Thursday, March 4, 2010

A New Prediction by Intelligent Design Theory

In my previous post, I pointed out that contrary to the tenets of "Intelligent Design Theory", we routinely observe that complex form and function arises by means of "blind" (that is, unconscious) natural processes. The example I used was the vertebrate immune system, where the laws of chemistry can be seen to give rise to complex functional structures (viz. antibodies).

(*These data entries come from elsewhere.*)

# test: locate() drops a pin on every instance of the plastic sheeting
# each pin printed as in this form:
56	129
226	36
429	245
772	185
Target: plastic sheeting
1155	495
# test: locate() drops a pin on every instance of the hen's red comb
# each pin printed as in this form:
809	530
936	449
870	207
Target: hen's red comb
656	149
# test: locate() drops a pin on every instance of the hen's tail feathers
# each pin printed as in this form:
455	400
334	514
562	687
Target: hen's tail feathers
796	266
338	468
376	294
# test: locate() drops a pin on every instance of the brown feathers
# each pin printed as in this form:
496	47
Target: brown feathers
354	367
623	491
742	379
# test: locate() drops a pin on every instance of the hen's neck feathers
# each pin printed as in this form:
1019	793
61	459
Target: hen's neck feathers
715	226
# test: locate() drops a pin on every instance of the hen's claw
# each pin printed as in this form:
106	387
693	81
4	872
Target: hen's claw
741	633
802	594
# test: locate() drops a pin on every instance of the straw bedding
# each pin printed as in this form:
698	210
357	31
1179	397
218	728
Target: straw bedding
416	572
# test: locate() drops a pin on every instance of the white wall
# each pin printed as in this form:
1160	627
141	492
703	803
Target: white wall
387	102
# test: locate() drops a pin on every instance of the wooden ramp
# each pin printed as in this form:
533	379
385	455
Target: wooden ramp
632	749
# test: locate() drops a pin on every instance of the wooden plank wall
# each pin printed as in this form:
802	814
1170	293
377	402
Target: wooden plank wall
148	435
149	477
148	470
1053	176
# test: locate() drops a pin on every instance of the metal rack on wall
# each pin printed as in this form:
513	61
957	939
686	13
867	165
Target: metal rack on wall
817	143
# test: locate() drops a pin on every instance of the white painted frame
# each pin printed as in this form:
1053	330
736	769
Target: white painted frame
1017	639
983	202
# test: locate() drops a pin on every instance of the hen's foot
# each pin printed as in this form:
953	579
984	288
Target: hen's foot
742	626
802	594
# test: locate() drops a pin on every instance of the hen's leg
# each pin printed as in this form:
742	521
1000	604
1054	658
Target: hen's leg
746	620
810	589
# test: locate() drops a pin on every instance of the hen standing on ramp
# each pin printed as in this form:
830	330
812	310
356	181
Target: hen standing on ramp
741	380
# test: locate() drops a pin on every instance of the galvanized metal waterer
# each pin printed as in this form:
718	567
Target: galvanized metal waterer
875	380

Another interesting example of functional information being generated inside the body is protein folding. When amino acids are strung together to make a protein inside the cell, the resulting polypeptide must assume a specific, complex, three-dimensional shape in order for the protein to be functional. While the immune system is reasonably well understood, how proteins manage to assemble into the correct conformation remains a mystery, despite half a century of concerted effort. This "Protein Folding Problem" is generally acknowledged to be the primary unsolved problem in computational biology.

It has been established that if nothing but random chemical interactions were responsible, there are so many possible shapes that many of these molecules could assume it could take millions of years to happen across the correct shape by chance. Somehow, though, our proteins assume the correct shapes in a matter of seconds or even milliseconds, so it is clear that something we don't understand is guiding the process.

So here is a case where no known combination of chance and natural law can account for the existence of these properly folded proteins in our cells. According to "Intelligent Design Theory", since we can't explain how folding proceeds, and our bodies "lack the probabilistic resources" for the functional proteins to be produced by chance, we ought to conclude that some sort of intelligent agent is busy inside each of our cells, folding up all of our proteins, day in and day out!

More reasonable theories do not involve little intelligent beings, however, and it is expected that physical chemistry will at some point succeed in explaining the details of this phenomenon.